Every Step of the Way boasts no "City of New Orleans," the destined-to-be-immortal train song that Goodman wrote around 1970 and that Arlo Guthrie made an international hit a couple of years later and Willie Nelson a few years after that. On the other hand, Goodman, whom I knew slightly when I lived in Chicago before he became somewhat famous, wrote unevenly. His finest songs ("City," "Daley's Gone," "The Twentieth Century is Almost Over") were the equal of just about anybody's; the rest were largely forgettable, some barely more than passing wisecracks, others cloyingly sentimental paeans to true love. On the evidence of this recording, Dvorak's compositions (11 of the 12 cuts) are more consistently realized and crafted. Dvorak is no Bob Dylan or John Prine, but that's all right. He's a perfectly acceptable Mark Dvorak, and that's all he needs to be.
The opening cut and title piece, Dvorak notes, was written as if a Johnny Cash gospel tune, and indeed one's ear easily hears it as Cash would have done it. "Don't Let the Blues Make You Bad" is pure Billie Holiday. The third cut, however, is the one with the most jolting emotional punch. Set to a lilting folk-ballad melody, "My Rose of Jericho" is for those of us who are fathers of daughters who have grown up and moved on to find their own way in the world. If you're one of us, it'll have you fighting back the tears. It's the sort of song that reminds you why we have songs.

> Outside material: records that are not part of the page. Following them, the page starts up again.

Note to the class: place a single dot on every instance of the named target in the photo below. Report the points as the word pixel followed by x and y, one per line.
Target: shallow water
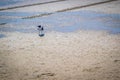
pixel 9 2
pixel 2 36
pixel 66 22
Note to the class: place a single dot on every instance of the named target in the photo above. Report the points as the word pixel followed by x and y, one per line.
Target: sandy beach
pixel 81 42
pixel 82 55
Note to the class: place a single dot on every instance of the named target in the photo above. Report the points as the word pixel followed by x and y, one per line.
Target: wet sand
pixel 81 55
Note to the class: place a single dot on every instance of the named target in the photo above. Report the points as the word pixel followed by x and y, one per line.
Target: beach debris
pixel 41 30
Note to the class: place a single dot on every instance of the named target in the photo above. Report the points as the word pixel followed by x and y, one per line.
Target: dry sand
pixel 81 55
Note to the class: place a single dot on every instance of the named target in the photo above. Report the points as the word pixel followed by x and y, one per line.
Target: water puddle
pixel 8 2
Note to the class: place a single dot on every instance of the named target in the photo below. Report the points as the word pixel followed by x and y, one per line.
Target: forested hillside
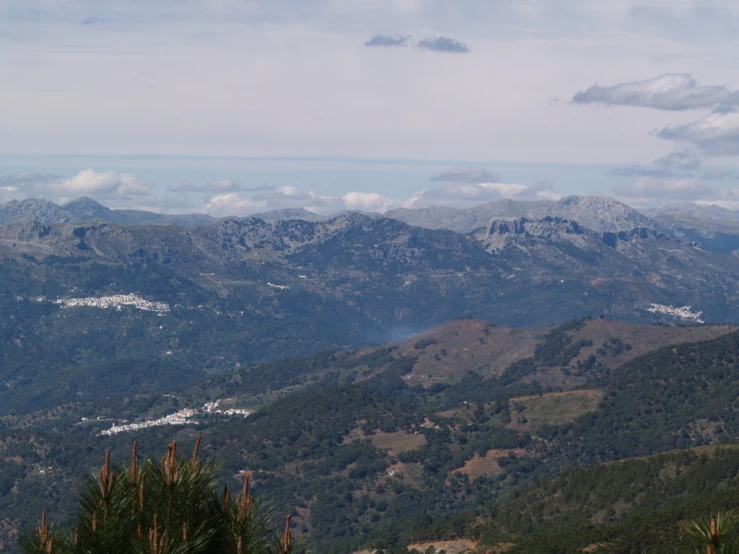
pixel 420 440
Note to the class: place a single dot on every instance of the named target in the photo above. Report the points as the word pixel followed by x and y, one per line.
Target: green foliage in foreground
pixel 168 507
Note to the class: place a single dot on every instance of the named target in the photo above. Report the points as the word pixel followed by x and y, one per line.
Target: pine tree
pixel 169 506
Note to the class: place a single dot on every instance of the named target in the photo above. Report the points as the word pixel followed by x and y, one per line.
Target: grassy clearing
pixel 397 442
pixel 488 464
pixel 530 413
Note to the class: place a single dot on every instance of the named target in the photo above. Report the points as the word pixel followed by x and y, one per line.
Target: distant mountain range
pixel 713 227
pixel 87 209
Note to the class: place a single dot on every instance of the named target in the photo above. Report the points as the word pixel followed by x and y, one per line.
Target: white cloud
pixel 671 91
pixel 89 181
pixel 715 134
pixel 448 194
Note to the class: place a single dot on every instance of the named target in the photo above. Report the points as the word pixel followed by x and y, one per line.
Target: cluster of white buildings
pixel 183 417
pixel 683 312
pixel 212 408
pixel 115 301
pixel 178 418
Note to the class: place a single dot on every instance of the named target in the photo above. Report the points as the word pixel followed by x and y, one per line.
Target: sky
pixel 235 107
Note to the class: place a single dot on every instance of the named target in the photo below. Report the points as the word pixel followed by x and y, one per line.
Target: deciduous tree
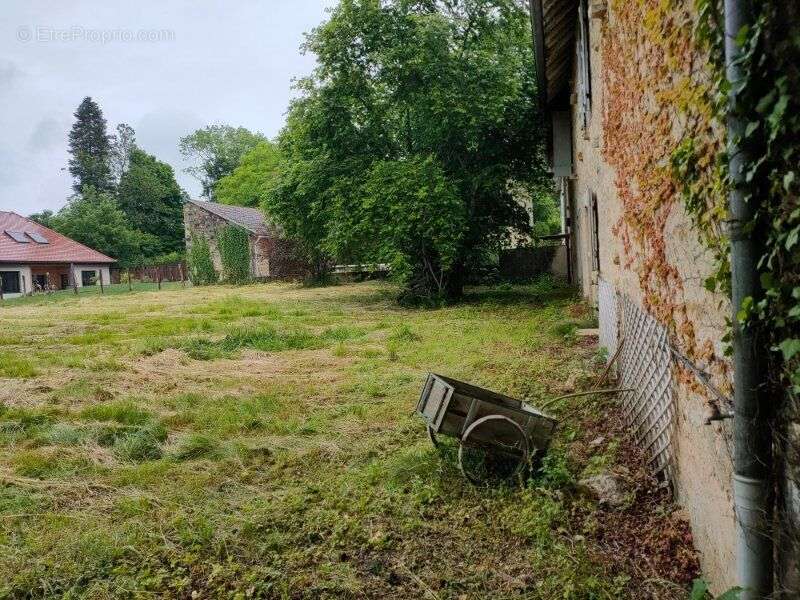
pixel 249 182
pixel 217 150
pixel 405 91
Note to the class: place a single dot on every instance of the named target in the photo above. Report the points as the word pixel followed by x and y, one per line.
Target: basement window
pixel 10 282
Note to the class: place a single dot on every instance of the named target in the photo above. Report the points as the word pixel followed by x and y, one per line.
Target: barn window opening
pixel 10 281
pixel 88 277
pixel 584 65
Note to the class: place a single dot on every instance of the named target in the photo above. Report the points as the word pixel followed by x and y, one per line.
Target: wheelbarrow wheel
pixel 493 449
pixel 432 437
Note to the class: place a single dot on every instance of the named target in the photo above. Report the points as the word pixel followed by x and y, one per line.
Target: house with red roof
pixel 35 258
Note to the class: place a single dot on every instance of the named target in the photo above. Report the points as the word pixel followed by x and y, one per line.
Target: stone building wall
pixel 270 256
pixel 703 469
pixel 199 222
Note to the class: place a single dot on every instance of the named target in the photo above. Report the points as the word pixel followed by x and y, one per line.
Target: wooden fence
pixel 151 274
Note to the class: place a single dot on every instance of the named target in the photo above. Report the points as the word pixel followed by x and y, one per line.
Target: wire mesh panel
pixel 608 316
pixel 646 367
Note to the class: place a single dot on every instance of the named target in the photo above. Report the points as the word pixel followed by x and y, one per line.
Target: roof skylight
pixel 37 237
pixel 18 236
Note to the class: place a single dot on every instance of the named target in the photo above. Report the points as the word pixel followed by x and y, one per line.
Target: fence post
pixel 74 279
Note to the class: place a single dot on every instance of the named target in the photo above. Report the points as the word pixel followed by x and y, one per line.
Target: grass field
pixel 259 442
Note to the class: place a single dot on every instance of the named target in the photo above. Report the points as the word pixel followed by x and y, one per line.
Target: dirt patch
pixel 650 536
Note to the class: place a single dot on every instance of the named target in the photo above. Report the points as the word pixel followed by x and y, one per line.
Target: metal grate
pixel 608 316
pixel 645 365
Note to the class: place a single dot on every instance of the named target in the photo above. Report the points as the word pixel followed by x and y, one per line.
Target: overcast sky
pixel 166 67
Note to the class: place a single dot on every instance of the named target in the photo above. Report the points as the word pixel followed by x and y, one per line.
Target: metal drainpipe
pixel 752 433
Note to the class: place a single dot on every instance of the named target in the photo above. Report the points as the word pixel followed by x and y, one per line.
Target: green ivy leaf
pixel 788 180
pixel 792 238
pixel 790 348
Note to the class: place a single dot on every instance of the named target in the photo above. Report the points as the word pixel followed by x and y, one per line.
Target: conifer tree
pixel 90 147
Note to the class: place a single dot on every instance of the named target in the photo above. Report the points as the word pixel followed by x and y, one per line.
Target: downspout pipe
pixel 752 484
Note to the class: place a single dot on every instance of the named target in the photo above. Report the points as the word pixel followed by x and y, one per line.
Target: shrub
pixel 234 251
pixel 201 267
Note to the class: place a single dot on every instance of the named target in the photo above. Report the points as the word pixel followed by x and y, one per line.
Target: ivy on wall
pixel 234 250
pixel 198 259
pixel 659 102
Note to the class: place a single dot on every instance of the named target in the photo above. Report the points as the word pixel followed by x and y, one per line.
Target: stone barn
pixel 271 254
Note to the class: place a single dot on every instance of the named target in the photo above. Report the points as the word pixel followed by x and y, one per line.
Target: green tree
pixel 43 218
pixel 217 150
pixel 153 200
pixel 122 146
pixel 94 219
pixel 249 182
pixel 404 88
pixel 90 147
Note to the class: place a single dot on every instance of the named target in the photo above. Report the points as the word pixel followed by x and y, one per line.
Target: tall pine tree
pixel 153 200
pixel 90 147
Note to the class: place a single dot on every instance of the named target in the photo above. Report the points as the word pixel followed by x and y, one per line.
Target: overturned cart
pixel 499 437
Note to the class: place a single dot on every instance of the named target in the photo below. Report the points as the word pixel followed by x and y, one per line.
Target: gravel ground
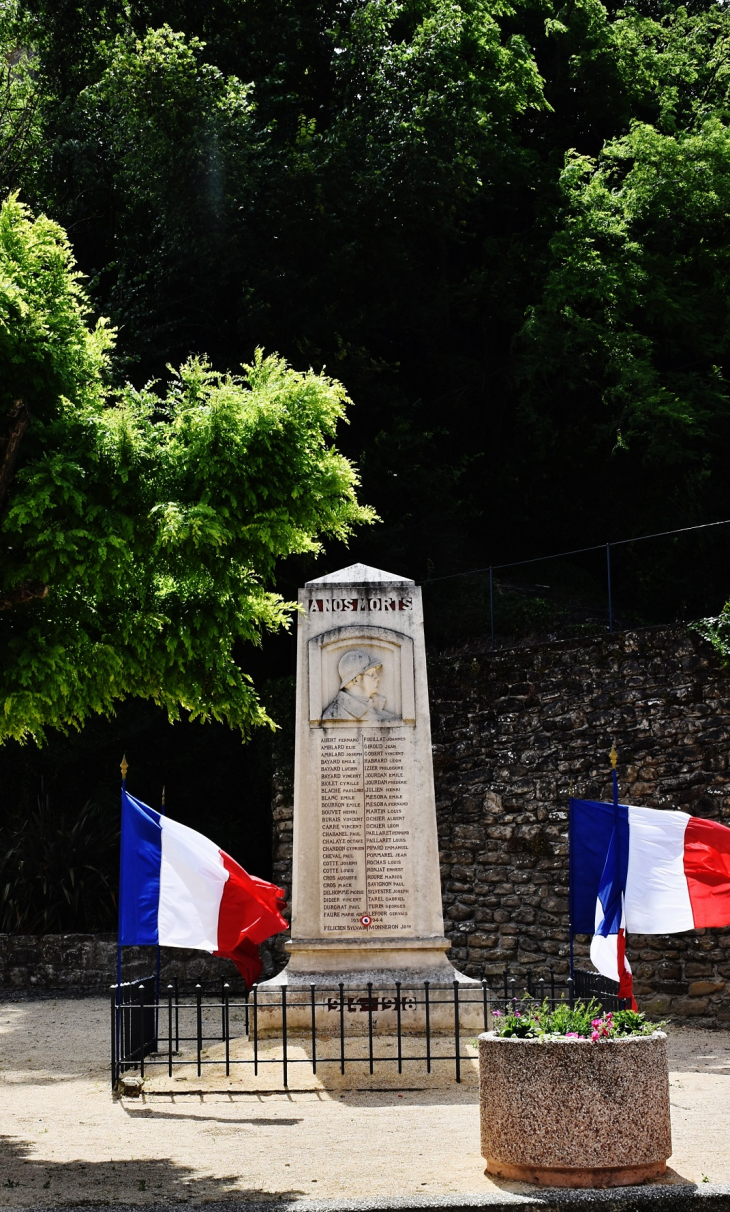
pixel 66 1139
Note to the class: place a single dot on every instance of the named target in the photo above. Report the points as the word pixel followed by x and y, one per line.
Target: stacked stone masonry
pixel 513 731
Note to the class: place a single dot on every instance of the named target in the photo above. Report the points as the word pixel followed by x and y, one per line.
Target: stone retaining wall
pixel 45 965
pixel 513 731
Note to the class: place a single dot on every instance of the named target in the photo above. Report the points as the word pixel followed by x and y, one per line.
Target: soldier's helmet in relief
pixel 353 663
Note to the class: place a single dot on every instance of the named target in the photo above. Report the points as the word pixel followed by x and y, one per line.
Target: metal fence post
pixel 313 1029
pixel 609 579
pixel 169 1030
pixel 456 1030
pixel 227 1027
pixel 199 1023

"My Love Grows" sounds so much like one of Goodman's love songs that I had to check the credits to ascertain it wasn't. It's not bad, but it's hard to write an interesting positive love song. I liked the understated peace anthem "Not War" better, and "One Couldn't Run, One Couldn't See" reverently celebrates the legendary blues duo of Brownie McGhee and Sonny Terry. "That Old Man," about Dvorak's grandfather, leads me to recall that Goodman wrote "My Old Man," about his father. They're both perfectly accomplished songs, on the other hand, and surely the world has room for both.
Dvorak sets all of this to easy-going acoustic arrangements, his guitar backed by Keith Baumann's mandolin and Resophonic and National Steel guitars along with Al Ehrich's stand-up bass. A modest, unflashy exercise, Every Step delivers some unexpectedly exquisite pleasures.